現時点で考えられる構造は、少なくとも以下の3層だ。
オリジナルの儀堂歩
→ 麻友が知る本来の夫早瀬陸がリブートした“儀堂の顔を持つ男”
→ 視聴者が主に追っている視点人物第1話時点で存在していた“別の儀堂”
→ 甘味嗜好が異なる、謎の存在
つまり、鈴木亮平は「同一人物」ではなく「同一の顔を持つ複数の存在」を演じている可能性が高い。
夏海=一香リブート説は成立するのか

考察界隈で根強いのが、夏海が幸後一香(戸田恵梨香)として生きている説だ。
早瀬の息子への距離感
洋菓子店への執着
妻への一途さを知った際の微妙な表情
これらは偶然ではなく、「過去を知る者」の視点に見える。さらに、ショートケーキの描写が再三使われている点も示唆的だ。

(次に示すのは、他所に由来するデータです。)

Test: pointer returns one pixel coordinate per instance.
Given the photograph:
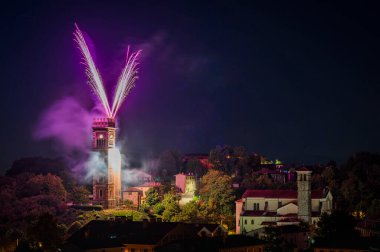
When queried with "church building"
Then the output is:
(259, 208)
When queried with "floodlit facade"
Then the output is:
(107, 175)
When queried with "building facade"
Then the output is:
(260, 208)
(107, 170)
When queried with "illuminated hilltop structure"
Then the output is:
(107, 180)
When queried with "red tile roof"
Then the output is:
(258, 213)
(150, 184)
(133, 189)
(283, 194)
(302, 169)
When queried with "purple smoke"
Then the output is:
(67, 123)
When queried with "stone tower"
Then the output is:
(107, 175)
(304, 194)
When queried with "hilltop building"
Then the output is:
(107, 176)
(259, 208)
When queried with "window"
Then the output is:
(256, 206)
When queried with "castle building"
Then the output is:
(259, 208)
(107, 175)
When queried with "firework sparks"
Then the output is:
(92, 73)
(126, 81)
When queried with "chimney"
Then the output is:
(145, 223)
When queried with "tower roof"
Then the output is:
(303, 169)
(284, 194)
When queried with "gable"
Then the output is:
(290, 208)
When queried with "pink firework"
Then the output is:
(125, 83)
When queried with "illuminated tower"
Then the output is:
(304, 194)
(107, 179)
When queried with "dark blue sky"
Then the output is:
(294, 81)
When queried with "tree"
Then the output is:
(189, 212)
(46, 233)
(217, 195)
(232, 160)
(339, 227)
(194, 166)
(360, 185)
(152, 197)
(272, 235)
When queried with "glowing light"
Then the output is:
(92, 73)
(125, 83)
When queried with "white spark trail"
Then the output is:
(92, 73)
(126, 81)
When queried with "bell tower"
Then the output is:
(107, 179)
(304, 194)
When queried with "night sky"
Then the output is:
(298, 82)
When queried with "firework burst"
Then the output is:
(125, 83)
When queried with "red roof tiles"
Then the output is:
(283, 194)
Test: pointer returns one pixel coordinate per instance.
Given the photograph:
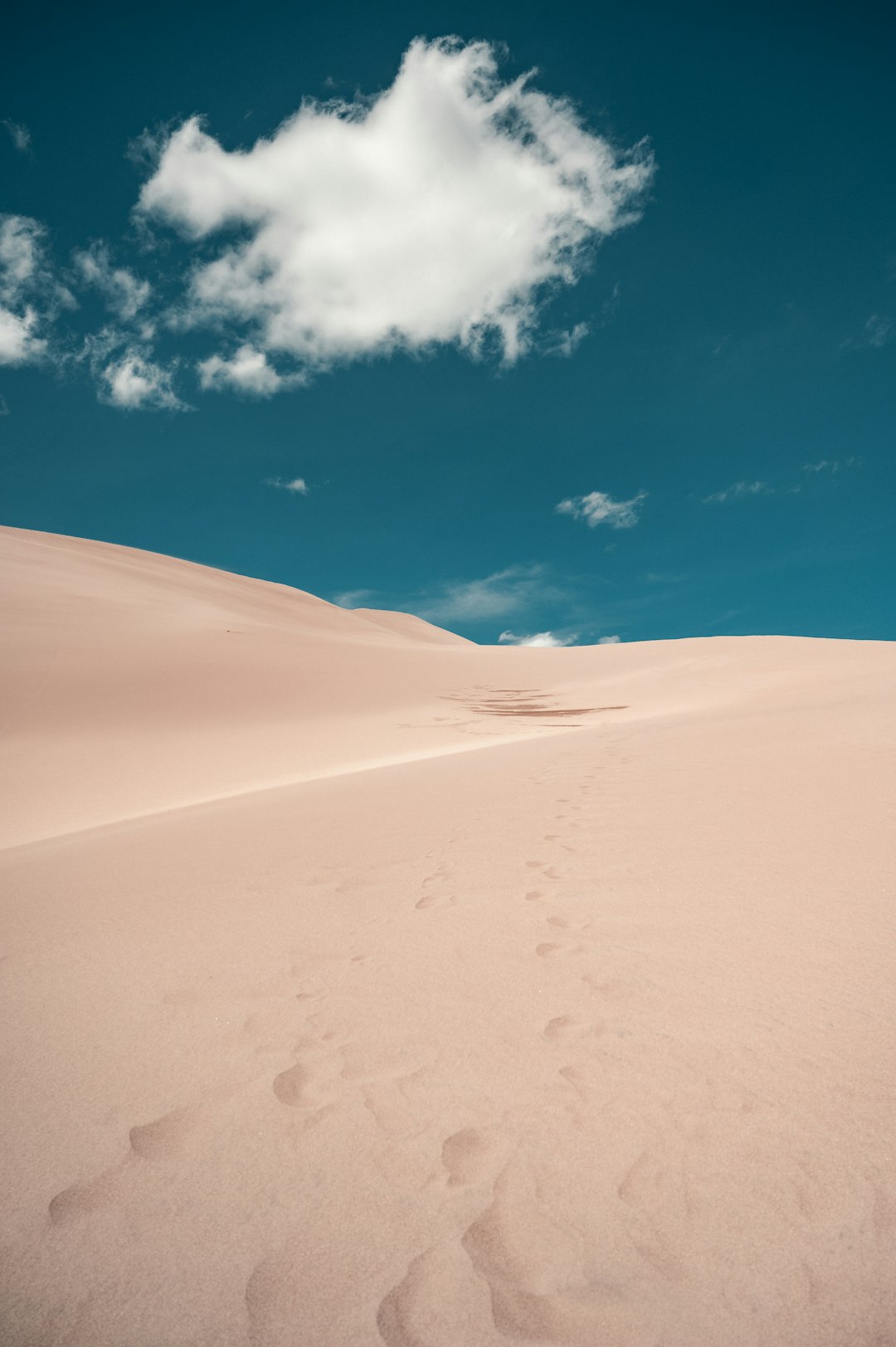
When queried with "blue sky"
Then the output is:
(654, 286)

もし夏海が生きているなら、10億円事件の意味は「金」ではなく「帳簿や政治との繋がり」になる。
麻友は敵か、味方か、それとも第三の存在か

第3話ラストで明かされたのが、儀堂の生存を示唆する麻友の行動。
彼女は単なる執念の元妻ではない。儀堂の行動を先読みしすぎている。
誰かと情報を共有しているのか
あるいは“もう一人の儀堂”と繋がっているのか
麻友もまた、「10億円を巡る盤面の一角」にいる人物と見るべきだろう。
まとめ|『リブート』は“何人いるか”を問う物語
『リブート』が描いているのは、単なる入れ替わりサスペンスではない。
顔と人格は一致するのか
正しさは誰の視点で決まるのか
家族を守るためなら、人はどこまで自分を捨てられるのか
鈴木亮平が“何人いるのか”という疑問は、そのまま「人は何者として生きるのか」というテーマに直結している。
次回、早瀬は自らの正体を明かそうとする。だがそれは真実への一歩なのか、それともまた別の“リブート”の始まりなのか。
この物語はまだ、誰が本物かすら決まっていない。